What Is Compound Butter And What Can You Use It For?

Slathered, melted, or browned, the versatility of butter is endless. On its own, salted or unsalted, butter gives any dish the extra bit of richness and flavor it may be missing. It's the reason pie crusts are flaky, cookies are tender, and sauces are smooth. Moreover, if the recent wave of butter boards has taught us anything, it's that butter's delicious simplicity pairs well with a myriad of ingredients.
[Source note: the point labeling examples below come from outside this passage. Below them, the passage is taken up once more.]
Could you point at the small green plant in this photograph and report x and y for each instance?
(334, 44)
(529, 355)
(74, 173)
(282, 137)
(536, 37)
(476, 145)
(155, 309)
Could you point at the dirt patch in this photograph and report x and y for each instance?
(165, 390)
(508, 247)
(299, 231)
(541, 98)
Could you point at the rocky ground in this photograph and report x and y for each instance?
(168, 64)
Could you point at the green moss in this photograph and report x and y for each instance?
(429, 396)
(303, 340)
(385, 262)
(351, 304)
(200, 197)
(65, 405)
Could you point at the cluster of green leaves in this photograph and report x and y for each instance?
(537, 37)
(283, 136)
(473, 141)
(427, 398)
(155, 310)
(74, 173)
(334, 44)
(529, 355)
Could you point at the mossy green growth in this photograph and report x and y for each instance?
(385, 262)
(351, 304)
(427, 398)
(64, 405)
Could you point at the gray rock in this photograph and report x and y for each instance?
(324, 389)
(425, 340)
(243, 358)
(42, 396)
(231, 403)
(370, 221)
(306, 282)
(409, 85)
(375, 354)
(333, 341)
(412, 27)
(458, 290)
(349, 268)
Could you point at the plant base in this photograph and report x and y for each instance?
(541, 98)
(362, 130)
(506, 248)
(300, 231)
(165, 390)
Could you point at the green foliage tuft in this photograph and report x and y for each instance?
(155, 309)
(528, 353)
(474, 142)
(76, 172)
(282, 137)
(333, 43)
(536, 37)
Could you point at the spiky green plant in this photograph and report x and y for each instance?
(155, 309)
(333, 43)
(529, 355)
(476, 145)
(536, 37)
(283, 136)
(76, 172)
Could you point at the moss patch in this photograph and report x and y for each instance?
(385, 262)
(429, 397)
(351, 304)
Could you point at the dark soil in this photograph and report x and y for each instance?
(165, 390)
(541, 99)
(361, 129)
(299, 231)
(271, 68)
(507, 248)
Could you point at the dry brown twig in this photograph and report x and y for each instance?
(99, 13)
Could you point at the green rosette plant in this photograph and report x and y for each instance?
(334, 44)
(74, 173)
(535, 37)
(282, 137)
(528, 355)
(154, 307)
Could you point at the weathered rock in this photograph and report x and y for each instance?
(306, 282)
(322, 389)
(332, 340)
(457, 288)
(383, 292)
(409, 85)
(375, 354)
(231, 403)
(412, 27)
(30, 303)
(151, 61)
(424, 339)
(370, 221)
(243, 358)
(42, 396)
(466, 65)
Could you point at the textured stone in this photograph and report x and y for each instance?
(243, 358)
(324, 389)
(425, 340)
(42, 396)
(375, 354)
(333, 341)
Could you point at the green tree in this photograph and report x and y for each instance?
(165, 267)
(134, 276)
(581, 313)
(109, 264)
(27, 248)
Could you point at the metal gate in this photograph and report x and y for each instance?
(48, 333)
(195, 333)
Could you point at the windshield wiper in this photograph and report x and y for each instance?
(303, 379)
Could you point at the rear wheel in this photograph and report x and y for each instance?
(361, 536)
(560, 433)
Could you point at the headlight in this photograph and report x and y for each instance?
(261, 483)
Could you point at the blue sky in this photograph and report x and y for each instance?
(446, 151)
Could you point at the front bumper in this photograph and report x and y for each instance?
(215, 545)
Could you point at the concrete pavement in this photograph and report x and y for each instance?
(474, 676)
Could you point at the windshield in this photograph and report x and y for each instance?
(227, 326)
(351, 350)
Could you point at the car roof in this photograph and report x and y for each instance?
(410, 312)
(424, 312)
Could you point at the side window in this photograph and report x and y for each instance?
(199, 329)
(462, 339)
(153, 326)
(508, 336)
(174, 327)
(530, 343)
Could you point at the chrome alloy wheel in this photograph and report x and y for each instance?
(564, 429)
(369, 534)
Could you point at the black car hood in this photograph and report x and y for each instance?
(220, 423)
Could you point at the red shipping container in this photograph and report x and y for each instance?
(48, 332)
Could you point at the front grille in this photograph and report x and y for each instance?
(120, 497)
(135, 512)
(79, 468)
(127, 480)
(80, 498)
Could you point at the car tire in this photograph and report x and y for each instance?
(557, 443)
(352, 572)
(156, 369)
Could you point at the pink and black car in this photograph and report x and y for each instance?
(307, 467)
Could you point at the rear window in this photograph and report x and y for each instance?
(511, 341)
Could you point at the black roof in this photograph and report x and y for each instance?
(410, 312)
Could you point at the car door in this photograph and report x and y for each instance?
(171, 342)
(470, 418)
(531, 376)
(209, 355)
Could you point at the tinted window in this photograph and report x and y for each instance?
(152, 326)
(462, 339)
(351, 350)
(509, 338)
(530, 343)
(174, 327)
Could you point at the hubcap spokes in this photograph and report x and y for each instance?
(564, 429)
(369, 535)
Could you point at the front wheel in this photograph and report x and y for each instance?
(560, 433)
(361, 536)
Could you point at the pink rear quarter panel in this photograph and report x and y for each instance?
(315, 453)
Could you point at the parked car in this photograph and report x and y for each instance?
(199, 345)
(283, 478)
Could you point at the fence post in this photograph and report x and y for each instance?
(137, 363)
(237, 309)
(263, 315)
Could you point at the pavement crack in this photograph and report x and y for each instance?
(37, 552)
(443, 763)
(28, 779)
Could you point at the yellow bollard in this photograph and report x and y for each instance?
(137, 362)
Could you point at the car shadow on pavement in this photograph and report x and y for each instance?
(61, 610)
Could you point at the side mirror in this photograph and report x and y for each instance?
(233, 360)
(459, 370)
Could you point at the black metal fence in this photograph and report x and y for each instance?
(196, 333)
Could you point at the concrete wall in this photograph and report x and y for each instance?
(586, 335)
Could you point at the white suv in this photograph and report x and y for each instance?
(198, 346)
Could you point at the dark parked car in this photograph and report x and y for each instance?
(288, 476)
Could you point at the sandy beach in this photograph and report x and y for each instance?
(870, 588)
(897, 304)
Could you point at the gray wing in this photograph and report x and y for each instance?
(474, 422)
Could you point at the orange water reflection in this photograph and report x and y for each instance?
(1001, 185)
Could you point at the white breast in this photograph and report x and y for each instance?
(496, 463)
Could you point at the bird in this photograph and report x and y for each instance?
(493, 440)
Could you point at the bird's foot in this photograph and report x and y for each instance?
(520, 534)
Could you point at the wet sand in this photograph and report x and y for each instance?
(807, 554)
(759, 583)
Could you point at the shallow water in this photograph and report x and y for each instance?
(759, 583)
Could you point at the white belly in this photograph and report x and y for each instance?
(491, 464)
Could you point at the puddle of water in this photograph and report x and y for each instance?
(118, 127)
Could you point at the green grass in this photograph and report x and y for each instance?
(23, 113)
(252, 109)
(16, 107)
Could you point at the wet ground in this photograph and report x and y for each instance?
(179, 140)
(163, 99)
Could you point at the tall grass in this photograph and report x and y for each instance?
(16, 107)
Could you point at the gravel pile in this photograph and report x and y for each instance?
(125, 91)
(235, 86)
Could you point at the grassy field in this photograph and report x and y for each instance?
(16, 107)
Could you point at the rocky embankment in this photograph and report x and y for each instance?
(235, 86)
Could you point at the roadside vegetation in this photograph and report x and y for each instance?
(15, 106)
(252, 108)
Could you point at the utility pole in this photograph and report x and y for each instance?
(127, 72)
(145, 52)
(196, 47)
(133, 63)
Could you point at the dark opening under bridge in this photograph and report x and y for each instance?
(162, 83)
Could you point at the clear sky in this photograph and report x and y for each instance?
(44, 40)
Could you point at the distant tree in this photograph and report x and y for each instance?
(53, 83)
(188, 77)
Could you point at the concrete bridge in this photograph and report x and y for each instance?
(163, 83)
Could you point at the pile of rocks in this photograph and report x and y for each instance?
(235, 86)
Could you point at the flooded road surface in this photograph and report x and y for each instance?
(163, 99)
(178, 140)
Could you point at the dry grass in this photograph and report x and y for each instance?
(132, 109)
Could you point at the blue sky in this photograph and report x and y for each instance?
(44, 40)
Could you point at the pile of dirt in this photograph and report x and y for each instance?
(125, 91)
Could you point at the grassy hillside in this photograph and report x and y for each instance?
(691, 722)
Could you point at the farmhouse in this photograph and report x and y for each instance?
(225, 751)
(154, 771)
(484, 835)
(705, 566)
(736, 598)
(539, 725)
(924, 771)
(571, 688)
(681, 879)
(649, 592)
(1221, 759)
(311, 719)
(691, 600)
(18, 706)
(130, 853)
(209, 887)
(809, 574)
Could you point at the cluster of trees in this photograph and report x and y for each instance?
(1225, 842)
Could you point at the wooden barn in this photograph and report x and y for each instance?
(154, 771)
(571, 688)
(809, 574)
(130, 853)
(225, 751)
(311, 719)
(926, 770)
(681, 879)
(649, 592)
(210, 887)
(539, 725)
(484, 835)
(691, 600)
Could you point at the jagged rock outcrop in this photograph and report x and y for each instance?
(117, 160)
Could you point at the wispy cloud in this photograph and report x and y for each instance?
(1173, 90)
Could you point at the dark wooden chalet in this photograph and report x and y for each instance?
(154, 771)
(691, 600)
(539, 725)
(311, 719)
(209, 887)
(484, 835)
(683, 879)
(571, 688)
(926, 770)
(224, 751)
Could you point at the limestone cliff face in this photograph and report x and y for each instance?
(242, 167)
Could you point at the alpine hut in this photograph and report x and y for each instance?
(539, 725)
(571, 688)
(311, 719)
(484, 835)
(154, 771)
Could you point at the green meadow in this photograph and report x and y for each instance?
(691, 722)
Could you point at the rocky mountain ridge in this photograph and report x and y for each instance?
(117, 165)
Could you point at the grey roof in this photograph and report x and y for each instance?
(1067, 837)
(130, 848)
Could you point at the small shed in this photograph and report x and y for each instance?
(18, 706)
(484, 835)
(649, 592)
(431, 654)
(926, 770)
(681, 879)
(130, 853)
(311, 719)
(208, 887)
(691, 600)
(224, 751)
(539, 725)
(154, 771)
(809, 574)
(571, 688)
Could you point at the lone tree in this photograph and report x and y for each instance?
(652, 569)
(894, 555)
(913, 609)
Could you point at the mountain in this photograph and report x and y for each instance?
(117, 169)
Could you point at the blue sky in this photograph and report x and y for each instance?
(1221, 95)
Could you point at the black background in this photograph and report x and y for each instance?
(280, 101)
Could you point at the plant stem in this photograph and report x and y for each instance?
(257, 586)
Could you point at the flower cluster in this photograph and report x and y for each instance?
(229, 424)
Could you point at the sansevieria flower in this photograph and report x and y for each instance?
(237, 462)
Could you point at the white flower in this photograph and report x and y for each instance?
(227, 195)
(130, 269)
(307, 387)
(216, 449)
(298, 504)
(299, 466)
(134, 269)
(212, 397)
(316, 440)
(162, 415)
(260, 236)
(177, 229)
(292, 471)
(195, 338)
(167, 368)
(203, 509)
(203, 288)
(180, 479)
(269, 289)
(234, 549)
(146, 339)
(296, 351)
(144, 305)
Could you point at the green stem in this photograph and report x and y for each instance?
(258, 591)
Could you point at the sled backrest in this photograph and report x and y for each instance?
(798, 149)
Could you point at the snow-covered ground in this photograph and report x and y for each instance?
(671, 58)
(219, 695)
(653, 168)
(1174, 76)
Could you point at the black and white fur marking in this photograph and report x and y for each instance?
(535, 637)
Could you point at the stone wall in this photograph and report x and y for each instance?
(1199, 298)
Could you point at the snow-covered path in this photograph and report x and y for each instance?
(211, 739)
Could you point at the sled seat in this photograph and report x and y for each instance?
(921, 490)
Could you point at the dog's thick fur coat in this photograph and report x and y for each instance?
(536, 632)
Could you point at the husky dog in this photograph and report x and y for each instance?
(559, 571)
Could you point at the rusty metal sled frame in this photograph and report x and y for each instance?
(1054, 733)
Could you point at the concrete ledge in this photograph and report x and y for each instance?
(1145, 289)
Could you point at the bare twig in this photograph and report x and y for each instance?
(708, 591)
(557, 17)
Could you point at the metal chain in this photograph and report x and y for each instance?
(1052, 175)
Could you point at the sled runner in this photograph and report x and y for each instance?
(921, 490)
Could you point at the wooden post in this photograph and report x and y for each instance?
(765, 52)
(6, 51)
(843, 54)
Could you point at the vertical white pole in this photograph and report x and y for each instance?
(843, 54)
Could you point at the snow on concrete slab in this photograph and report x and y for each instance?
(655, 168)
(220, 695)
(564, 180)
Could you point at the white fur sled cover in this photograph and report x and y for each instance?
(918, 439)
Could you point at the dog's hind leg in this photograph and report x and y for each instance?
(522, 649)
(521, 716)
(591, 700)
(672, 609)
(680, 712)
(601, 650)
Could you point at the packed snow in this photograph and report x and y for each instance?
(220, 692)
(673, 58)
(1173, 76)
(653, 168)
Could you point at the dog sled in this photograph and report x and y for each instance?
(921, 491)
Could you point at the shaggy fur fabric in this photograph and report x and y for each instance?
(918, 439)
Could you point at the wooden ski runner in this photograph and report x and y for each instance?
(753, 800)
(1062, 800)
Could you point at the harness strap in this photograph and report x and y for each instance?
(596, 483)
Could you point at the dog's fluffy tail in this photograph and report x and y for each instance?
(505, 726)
Butter's ability to heighten the tastiness of almost everything makes it the perfect starting point for any flavor combination imaginable. This is why compound butter works. What's compound butter? It's the simple combination of butter and something else, traditionally herbs or spices. This might sound incredibly basic, and it is — yet it can transform a dish. Compound butter is downright easy to make, yet it imparts a flavor that is anything but. After creating it once, you won't need an excuse to create compound butter again — and we're here to teach you how to do it.

What is compound butter?

Compound butter is one of the most versatile things to keep on hand. Every modern cook should master it — and luckily, pretty much anyone can. To put it simply, compound butter is seasoned butter. The possibilities are endless: You can combine butter with classic choices like garlic and parsley, or more adventurous combinations, like truffles. Sweet compound butter is also a possibility — think cinnamon and sugar. The only limit is your imagination. 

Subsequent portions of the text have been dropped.